Spradling v. Hutchinson, 162 W.Va. 768, 774-775, 253 S.E.2d 371, 375 (1979), quoting Ector v. City of Torrance, 10 Cal.3d 129, 109 Cal.Rptr. 849, 514 P.2d 433, 436 (1973). We have also enumerated several reasons for residency requirements for police officers:

        [R]esidents would be more likely to be immediately familiar with the community. Knowledge of the local geography would allow quicker response, and knowledge of the people could lead to a greater interest and more conscientious effort in the performance of duty . . . the likelihood that members of the community would be better acquainted with its police officers and, hence, more likely to trust and cooperate with them . . . the importance of having police present in the community during off-duty hours to facilitate individual response to matters requiring police intervention as well as to facilitate emergency mobilization.
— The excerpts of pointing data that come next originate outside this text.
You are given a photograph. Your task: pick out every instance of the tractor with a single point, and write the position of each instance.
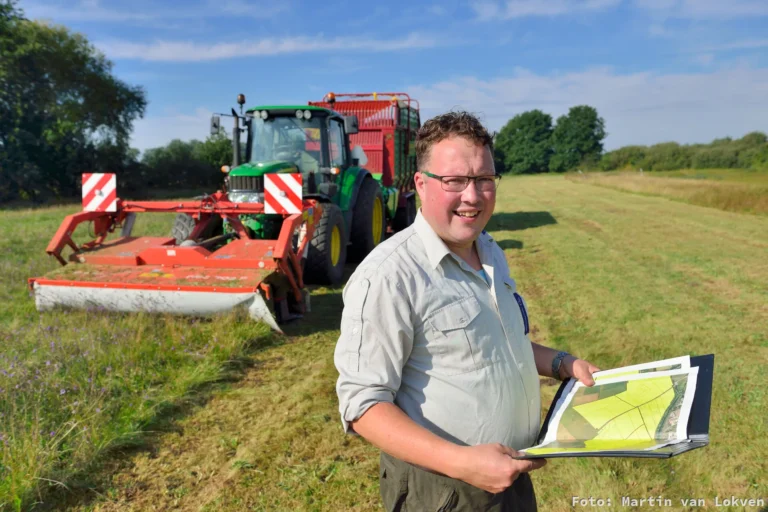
(356, 157)
(313, 184)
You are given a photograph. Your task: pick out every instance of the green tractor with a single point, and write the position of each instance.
(356, 157)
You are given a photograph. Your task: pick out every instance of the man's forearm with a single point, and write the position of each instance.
(388, 428)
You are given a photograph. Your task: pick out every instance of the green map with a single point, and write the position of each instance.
(634, 414)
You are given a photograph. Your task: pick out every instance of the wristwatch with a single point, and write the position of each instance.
(556, 363)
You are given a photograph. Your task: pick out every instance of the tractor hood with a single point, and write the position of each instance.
(261, 168)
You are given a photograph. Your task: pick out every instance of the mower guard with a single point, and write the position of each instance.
(153, 274)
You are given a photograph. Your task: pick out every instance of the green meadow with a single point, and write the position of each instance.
(105, 412)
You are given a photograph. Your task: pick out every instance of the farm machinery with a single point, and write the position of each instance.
(314, 184)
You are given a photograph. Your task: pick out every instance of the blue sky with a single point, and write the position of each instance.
(656, 70)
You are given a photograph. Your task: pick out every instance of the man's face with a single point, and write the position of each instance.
(457, 217)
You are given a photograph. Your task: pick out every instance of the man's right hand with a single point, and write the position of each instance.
(491, 466)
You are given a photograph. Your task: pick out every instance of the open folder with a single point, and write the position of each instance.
(658, 409)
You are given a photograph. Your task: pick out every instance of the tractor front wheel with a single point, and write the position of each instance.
(405, 214)
(369, 221)
(327, 252)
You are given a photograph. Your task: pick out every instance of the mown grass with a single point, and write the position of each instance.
(76, 384)
(725, 189)
(617, 278)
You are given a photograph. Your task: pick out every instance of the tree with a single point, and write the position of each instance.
(578, 136)
(62, 112)
(525, 142)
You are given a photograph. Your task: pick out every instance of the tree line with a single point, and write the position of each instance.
(529, 143)
(63, 113)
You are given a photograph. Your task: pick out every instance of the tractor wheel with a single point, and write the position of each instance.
(183, 225)
(405, 216)
(327, 252)
(369, 222)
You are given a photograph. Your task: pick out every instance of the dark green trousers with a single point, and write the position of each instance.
(406, 488)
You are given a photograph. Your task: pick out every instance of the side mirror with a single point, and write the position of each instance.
(359, 155)
(350, 125)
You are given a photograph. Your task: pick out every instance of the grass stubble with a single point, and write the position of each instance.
(617, 278)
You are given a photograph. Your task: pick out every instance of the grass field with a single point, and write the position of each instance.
(732, 190)
(615, 277)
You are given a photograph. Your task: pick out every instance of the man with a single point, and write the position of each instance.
(435, 365)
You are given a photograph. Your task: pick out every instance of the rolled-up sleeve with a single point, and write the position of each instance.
(375, 342)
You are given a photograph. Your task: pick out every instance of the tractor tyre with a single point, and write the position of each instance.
(369, 222)
(183, 225)
(405, 215)
(327, 252)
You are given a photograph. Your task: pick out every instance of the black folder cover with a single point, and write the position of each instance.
(698, 421)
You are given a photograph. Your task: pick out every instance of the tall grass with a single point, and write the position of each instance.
(742, 192)
(75, 384)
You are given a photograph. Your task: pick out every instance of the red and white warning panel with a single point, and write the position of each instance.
(282, 193)
(99, 192)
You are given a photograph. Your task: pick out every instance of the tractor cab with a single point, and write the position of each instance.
(287, 139)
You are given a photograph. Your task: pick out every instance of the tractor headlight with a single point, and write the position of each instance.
(246, 197)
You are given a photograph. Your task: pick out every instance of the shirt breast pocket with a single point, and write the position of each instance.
(454, 338)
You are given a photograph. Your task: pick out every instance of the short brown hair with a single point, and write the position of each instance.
(444, 126)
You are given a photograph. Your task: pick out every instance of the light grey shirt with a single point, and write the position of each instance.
(425, 331)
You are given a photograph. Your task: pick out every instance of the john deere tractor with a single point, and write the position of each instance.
(356, 157)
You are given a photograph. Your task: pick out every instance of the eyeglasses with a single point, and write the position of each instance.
(486, 183)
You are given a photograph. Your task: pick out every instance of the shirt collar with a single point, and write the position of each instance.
(436, 248)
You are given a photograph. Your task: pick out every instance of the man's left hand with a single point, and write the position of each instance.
(578, 369)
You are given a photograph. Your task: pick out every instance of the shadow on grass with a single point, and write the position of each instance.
(84, 489)
(518, 221)
(90, 486)
(510, 244)
(325, 315)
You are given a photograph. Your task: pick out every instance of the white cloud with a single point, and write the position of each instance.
(705, 59)
(491, 10)
(711, 9)
(178, 51)
(638, 108)
(94, 11)
(156, 131)
(748, 44)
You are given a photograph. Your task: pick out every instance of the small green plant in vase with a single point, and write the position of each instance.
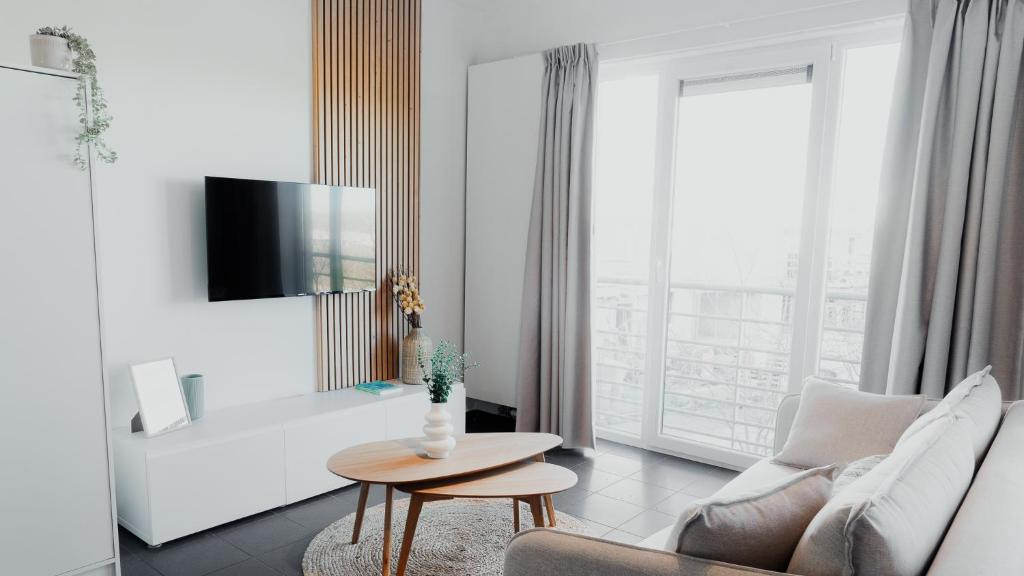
(94, 122)
(448, 366)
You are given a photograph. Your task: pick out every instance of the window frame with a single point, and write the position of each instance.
(825, 51)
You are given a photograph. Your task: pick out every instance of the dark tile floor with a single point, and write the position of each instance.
(624, 494)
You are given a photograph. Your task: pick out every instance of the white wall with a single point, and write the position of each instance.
(196, 88)
(449, 28)
(513, 28)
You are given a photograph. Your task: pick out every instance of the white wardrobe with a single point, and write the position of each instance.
(56, 508)
(503, 131)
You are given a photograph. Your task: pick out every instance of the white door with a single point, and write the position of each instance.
(732, 237)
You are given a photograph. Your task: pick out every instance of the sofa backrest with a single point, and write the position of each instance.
(984, 537)
(787, 411)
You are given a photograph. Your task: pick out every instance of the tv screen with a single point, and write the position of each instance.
(267, 239)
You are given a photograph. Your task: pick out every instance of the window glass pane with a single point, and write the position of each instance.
(738, 193)
(624, 188)
(866, 93)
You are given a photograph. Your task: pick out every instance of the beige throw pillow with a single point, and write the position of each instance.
(755, 529)
(835, 423)
(977, 401)
(892, 520)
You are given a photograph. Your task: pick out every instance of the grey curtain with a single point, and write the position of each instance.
(554, 379)
(948, 268)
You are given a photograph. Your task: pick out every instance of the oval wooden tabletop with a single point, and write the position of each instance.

Spradling, 162 W.Va. at 775, 253 S.E.2d at 375, quoting Town of Milton v. Civil Service Commission, 365 Mass. 368, 312 N.E.2d 188, 193-194 (1974).
Footnote: 6
      We explained in Major v. DeFrench, 169 W.Va. 241, 251, 286 S.E.2d 688, 694-695 (1982):

              The United States and West Virginia Constitutions guarantee that no person shall be deprived of life, liberty or property without due process of law. W.Va. Const. art. 3 § 10; U.S. Const. amend. XIV. It is fundamental to say that due process guarantees freedom from arbitrary treatment by the state. Thus whenever government action infringes upon a person's interest in life, liberty or property, due process requires the government to act within the bounds of procedures that are designed to insure that the government action is fair and based on reasonable standards. (Citation omitted.).
Footnote: 7
      W.Va. Code § 8-14A-3(b) (1997) provides:

              When a civil service accused officer faces a recommended punitive action of discharge, suspension or reduction in rank or pay, but before such punitive action is taken, a hearing board must be appointed and must afford the accused civil service officer a hearing conducted pursuant to the provisions of article fourteen, section twenty [§ 8-14-20], or article fifteen, section twenty- five [§ 8-15-25] of this chapter: Provided, That the punitive action may be taken before the hearing board conducts the hearing if exigent circumstances exist which require it.